Pero eso no ocurrió.
Tan pronto pusimos un pie en la entrada del camposanto, la calidez de la gente se hizo evidente.
Nos ofrecían tamales calientes, seguramente hechos a mano aquella misma tarde, también champurrado y algunos dulces tradicionales del lugar.
Había decoraciones de papel china picado, con imágenes de día de muertos, en colores anaranjados, verdes y morados.
Había también un camino de aserrín que recorría el panteón completo, con todo tipo de figuras pintadas de color diferente, con velas y flores en sus costados.
Las voces de quienes ahí estaban inundaban el lugar, platicaban con alegría, compartiendo recuerdos de sus seres queridos.

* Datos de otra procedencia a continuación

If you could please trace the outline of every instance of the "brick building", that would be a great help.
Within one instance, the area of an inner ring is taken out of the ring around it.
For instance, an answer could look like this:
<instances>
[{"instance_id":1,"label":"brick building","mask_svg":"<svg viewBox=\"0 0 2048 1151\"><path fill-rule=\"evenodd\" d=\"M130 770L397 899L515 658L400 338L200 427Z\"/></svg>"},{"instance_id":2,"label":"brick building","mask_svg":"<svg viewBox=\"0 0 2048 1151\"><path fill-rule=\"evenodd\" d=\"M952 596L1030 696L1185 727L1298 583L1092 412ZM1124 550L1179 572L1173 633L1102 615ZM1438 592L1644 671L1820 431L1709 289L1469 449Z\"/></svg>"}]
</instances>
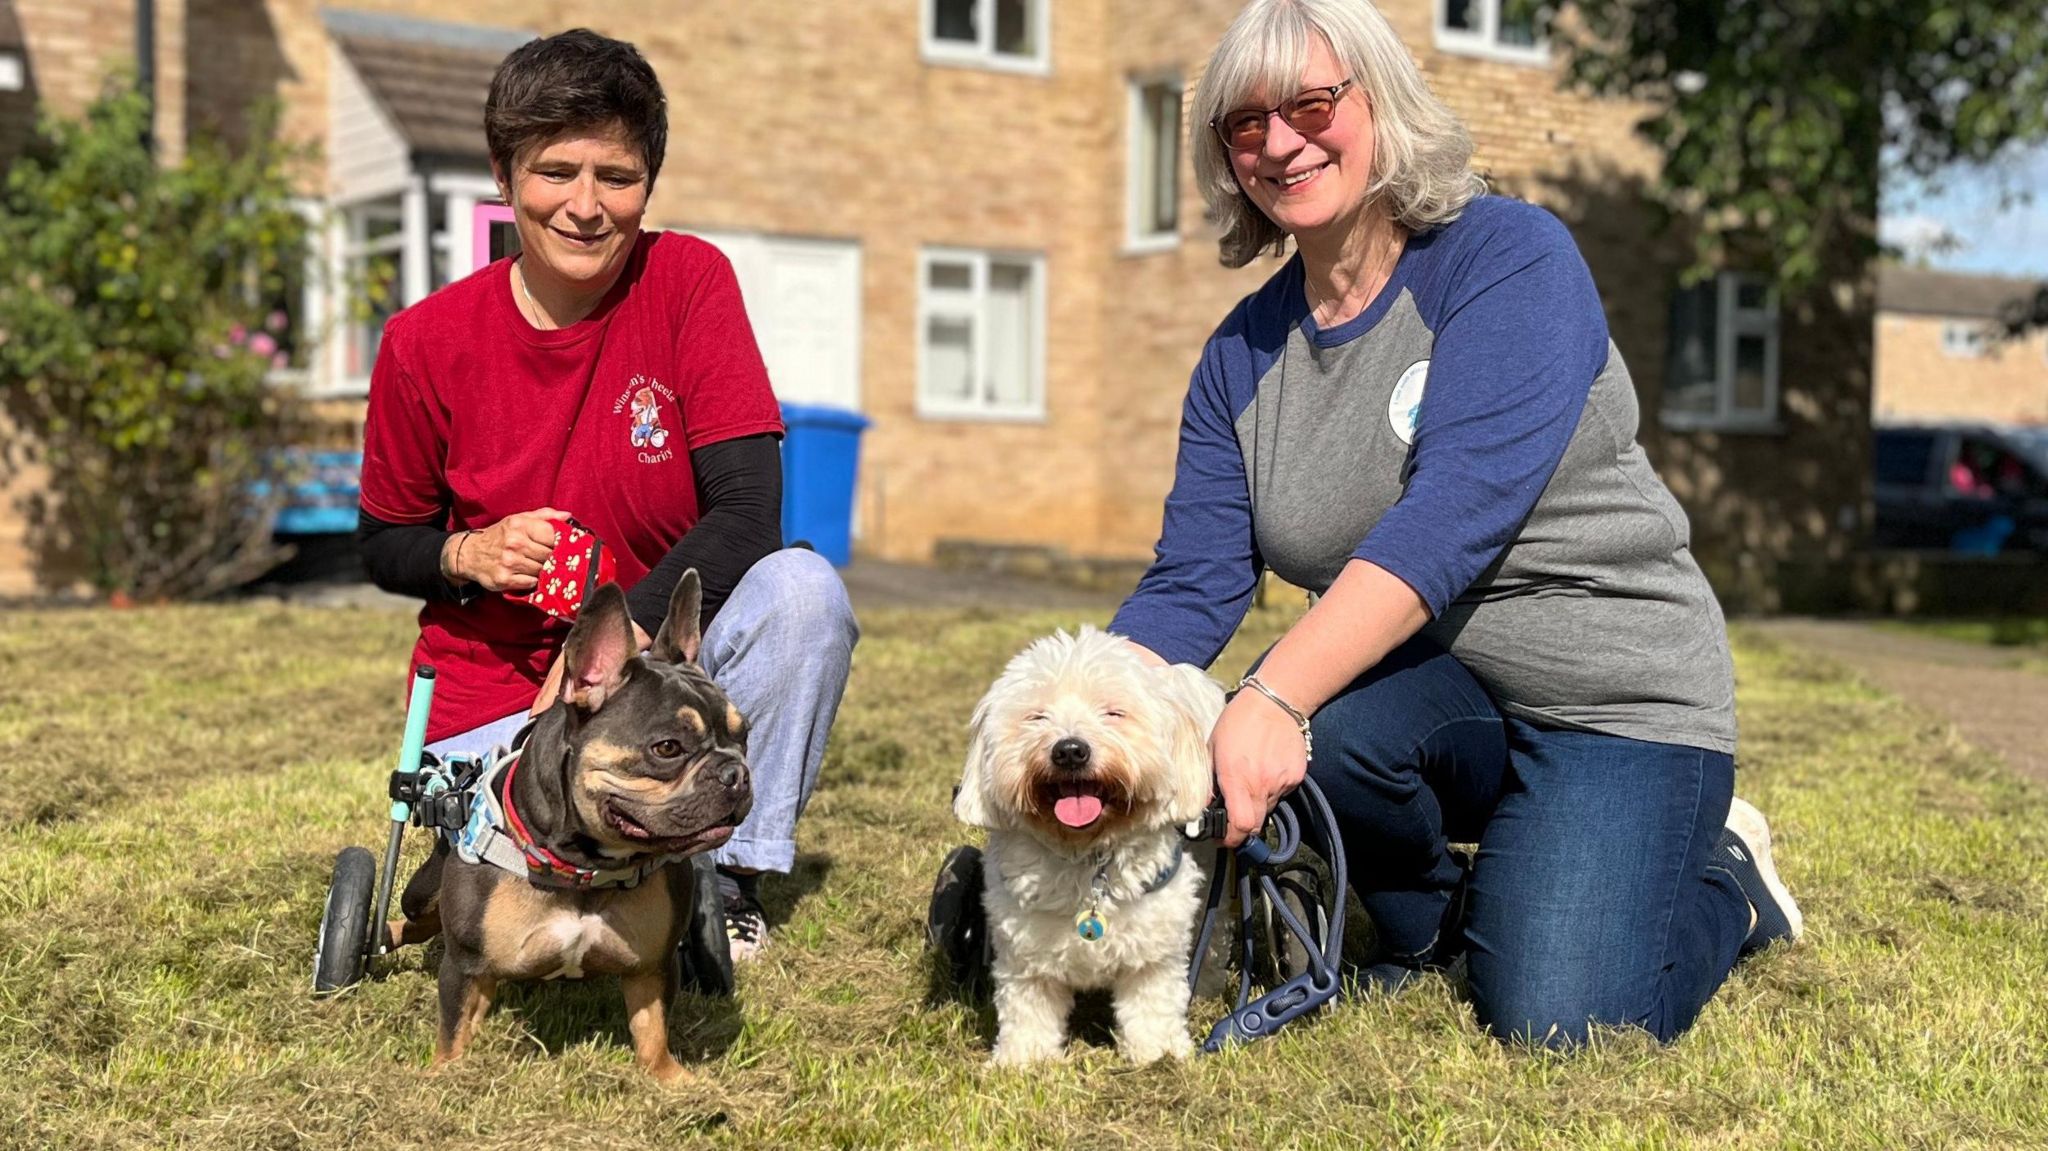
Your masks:
<instances>
[{"instance_id":1,"label":"brick building","mask_svg":"<svg viewBox=\"0 0 2048 1151\"><path fill-rule=\"evenodd\" d=\"M75 107L132 53L132 3L12 0L44 98ZM1181 94L1239 0L347 3L157 5L166 135L233 133L250 98L275 96L285 130L320 145L307 195L330 221L326 282L383 276L405 302L470 266L488 65L587 25L638 44L668 91L649 225L732 256L785 399L873 421L862 548L1149 554L1187 374L1272 270L1217 264L1179 143ZM1735 275L1682 287L1683 242L1653 234L1641 195L1656 157L1636 109L1560 91L1502 0L1383 8L1494 186L1578 236L1642 437L1723 593L1768 602L1777 561L1844 554L1867 505L1862 270L1782 304ZM309 293L326 319L299 382L346 417L375 317L333 297Z\"/></svg>"},{"instance_id":2,"label":"brick building","mask_svg":"<svg viewBox=\"0 0 2048 1151\"><path fill-rule=\"evenodd\" d=\"M2000 320L2039 281L1884 267L1877 275L1877 418L2048 424L2048 332Z\"/></svg>"}]
</instances>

Las tumbas lucían como nuevas, limpias, decoradas y con imágenes recientes de quienes ahí descansaban.
Una que otra guitarra, en un tono tranquilo, acompañaban aquel momento, en manos de personas mayores, que cantaban versos escritos décadas atrás, y que les recordaban a bodas, cumpleaños y momentos felices ocurridos hacía mucho tiempo.
Señoras mayores dirigían también el rezo del Rosario, recordando que este día combina tradiciones prehispánicas con la religión Católica.

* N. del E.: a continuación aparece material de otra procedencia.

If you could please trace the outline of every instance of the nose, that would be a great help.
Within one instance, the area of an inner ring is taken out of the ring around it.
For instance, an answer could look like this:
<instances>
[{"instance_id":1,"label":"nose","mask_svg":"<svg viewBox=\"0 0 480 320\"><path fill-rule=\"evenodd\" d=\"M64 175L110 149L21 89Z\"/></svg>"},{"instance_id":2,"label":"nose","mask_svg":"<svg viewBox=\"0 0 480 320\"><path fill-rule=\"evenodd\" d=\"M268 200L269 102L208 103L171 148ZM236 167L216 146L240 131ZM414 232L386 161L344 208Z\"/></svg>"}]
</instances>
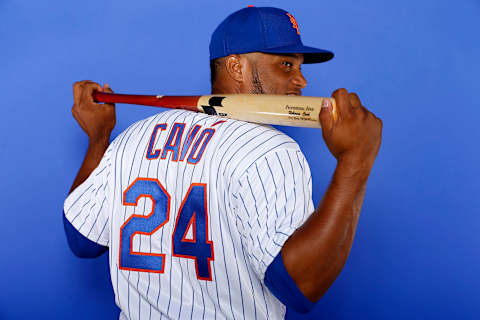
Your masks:
<instances>
[{"instance_id":1,"label":"nose","mask_svg":"<svg viewBox=\"0 0 480 320\"><path fill-rule=\"evenodd\" d=\"M307 79L302 74L302 70L298 70L295 76L292 78L292 82L295 87L303 89L307 86Z\"/></svg>"}]
</instances>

Elevaban sus oraciones esperando que sus familiares descansaran en paz, y que estuvieran en la gloria de Dios.
En un ambiente que en cualquier otra cultura pudiera ser considerado lúgubre, y triste, nosotros disfrutamos de una fiesta que si bien, no era eufórica, estaba llena de calidez, de familiaridad y una añoranza alegre.
Algo que solo en México puede existir, un sincretismo lleno de misticismo y anhelo de la paz eterna para aquellos que han partido, en el que por unas horas nos abrieron la puerta para ser parte del recuerdo de esos seres queridos que han fallecido.
Salimos ya de madrugada, rumbo a una playa conocida como la Llorona, donde acamparíamos. Bajo un cielo estrellado, y un mar repleto de tortugas que salían a la arena a desovar, caímos dormidos.
Afortunados de haber vivido aquella experiencia, y agradecidos con la gente por permitirnos acompañarlos en una fiesta tan íntima.
Vivir el día de muertos en diferentes lugares de México te enseña una cara distinta de nuestra cultura y tradición, y es un paraíso que vale la pena conocer.
Personas de otros países vienen atraídos por esta fecha, sabiendo que conocerán una festividad única.
Dicen que realmente morimos en el momento que nos han olvidado, y que se borra todo recuerdo nuestro en la tierra.
En ese sentido, el mexicano vive mucho tiempo más, en la memoria de sus seres queridos que, año con año, levantan un altar para conmemorarlo, y honrar lo que hizo mientras vivió.
Es un paraíso diferente a los demás, por ser tan íntimo, por revivir recuerdos de un pasado lejano, y por dar un toque luminoso y colorido a la muerte.
Es algo que solo los mexicanos podríamos hacer y disfrutar.